Most layoffs will likely come from banks that are restructuring. Headhunters and bankers in Hong Kong say they have received an influx of resumes from anxious investment bankers and traders in the city from banks including Standard Chartered andDeutsche Bank AG.
Standard Chartered is cutting about 1,000 senior staff globally as it simplifies operations to help shore up profitability. Hundreds of cuts are expected to be carried out in Asia and have already begun, people familiar with the matter said. The bank on Monday said it is exiting its equity-derivatives and convertible-bonds business, whose revenue is generated mainly in Hong Kong.
There have also been cuts at Deutsche Bank in Asia, people familiar with the matter said, ahead of the German lender’s announcement on Thursday of new financial targets. A Deutsche spokeswoman declined to comment.
Credit Suisse Group AG, which is bulking up its wealth-management operations, said last week it is scaling back in some parts of investment banking, but hasn’t elaborated on how much of that will be done in Asia.
To be sure, even though they aren’t growing, most banks in Asia aren’t currently planning drastic layoffs.
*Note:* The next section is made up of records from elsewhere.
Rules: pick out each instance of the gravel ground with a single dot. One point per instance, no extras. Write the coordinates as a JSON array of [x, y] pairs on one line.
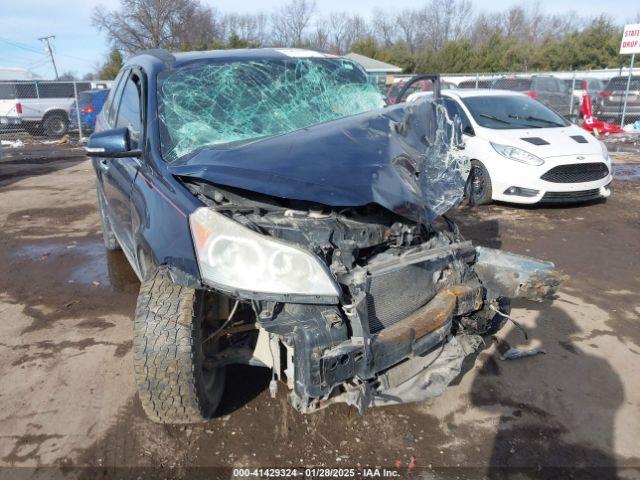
[[67, 395]]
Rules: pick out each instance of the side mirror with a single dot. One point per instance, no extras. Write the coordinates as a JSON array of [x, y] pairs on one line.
[[113, 143]]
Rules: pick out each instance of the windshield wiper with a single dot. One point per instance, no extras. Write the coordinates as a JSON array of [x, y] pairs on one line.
[[497, 119], [537, 119]]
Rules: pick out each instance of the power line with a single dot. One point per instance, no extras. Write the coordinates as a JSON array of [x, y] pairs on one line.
[[23, 46], [50, 50]]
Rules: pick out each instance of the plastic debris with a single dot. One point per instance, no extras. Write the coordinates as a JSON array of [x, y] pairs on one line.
[[507, 352]]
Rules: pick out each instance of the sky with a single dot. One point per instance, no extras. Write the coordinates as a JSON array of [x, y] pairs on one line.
[[80, 48]]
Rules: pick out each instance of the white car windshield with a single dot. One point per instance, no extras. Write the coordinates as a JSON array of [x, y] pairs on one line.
[[505, 112], [215, 104]]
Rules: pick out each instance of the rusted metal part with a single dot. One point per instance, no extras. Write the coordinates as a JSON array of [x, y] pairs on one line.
[[542, 284], [457, 299], [506, 274]]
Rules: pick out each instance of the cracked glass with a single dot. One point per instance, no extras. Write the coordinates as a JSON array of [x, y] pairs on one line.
[[224, 104]]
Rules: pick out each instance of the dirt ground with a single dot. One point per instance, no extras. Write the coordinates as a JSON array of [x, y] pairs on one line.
[[67, 395]]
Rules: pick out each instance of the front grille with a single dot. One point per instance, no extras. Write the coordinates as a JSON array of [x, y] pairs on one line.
[[560, 197], [576, 173], [393, 295]]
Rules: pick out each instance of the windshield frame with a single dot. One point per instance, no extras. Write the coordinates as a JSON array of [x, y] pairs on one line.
[[167, 145], [481, 118]]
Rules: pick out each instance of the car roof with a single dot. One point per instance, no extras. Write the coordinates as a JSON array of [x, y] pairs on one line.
[[479, 92], [180, 58], [96, 90]]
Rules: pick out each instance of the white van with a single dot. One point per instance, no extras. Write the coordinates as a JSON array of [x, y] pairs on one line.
[[41, 107]]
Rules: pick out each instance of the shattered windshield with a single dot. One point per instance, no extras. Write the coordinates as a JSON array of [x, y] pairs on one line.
[[223, 103]]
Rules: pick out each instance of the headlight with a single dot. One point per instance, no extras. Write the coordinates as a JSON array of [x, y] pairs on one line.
[[517, 154], [233, 256], [605, 152]]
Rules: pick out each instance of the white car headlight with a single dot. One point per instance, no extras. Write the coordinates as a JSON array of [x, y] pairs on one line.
[[233, 256], [605, 151], [517, 154]]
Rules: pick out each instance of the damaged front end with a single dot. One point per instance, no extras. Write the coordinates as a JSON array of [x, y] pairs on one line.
[[333, 238]]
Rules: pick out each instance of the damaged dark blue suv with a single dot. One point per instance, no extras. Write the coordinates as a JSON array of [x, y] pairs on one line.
[[278, 215]]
In recent years they have already been trimming staffs and are operating with little fat, bankers say.
Some are making “strategic hires [in their investment-banking units] and replacing people who leave,” said Christian Brun, managing partner at Wellesley Partners, a recruitment firm based in Hong Kong. Mr. Brun said his firm is busy with searches, even though he doesn’t expect headcount to increase substantially over the next year.
One bright spot for banks in the region, aside from selective hires in investment banking, is stock trading. Equities revenue accounted for 44% of total Asia-Pacific investment-banking revenue in the first half of 2015, up from 38% a year earlier, according to Coalition. While overall Asian stock-trading volumes fell in the third quarter from the second, some banks have said their equities businesses held up well. Executives at J.P. Morgan Chase & Co. and Bank of America Corp. in recent weeks said they had strong equities activity in Asia in the third quarter.
Banks in Asia have been generally adding staff to their equities businesses in recent years even as their overall headcounts have been flat to down. That growth has come as China has been opening its stock markets further to global investors. Banks continue to see the business as a growth area despite recent hiccups, bankers say.
Eric Li, a research director at Coalition, said most of the banks his firm tracks have been hiring in cash equities—an area made up of stock research, and sales and trading of shares—and derivatives.
While China’s economic growth has been slowing, Asia is still growing faster than the U.S. or Europe, a major reason why banks like HSBC Holdings PLC, Citigroup Inc. and Credit Suisse are relying on the region as a key plank of strategies for future growth. HSBC earlier this year said it would refocus on Asia and that its “pivot” to the region would increase in coming years.
Credit Suisse is investing 700 million Swiss francs ($712 million) in Asia by the end of 2018 as it builds its wealth-management business. It plans to bring the number of private bankers to around 800 over that period from 524 at the end of September.
—Fiona Law contributed to this article.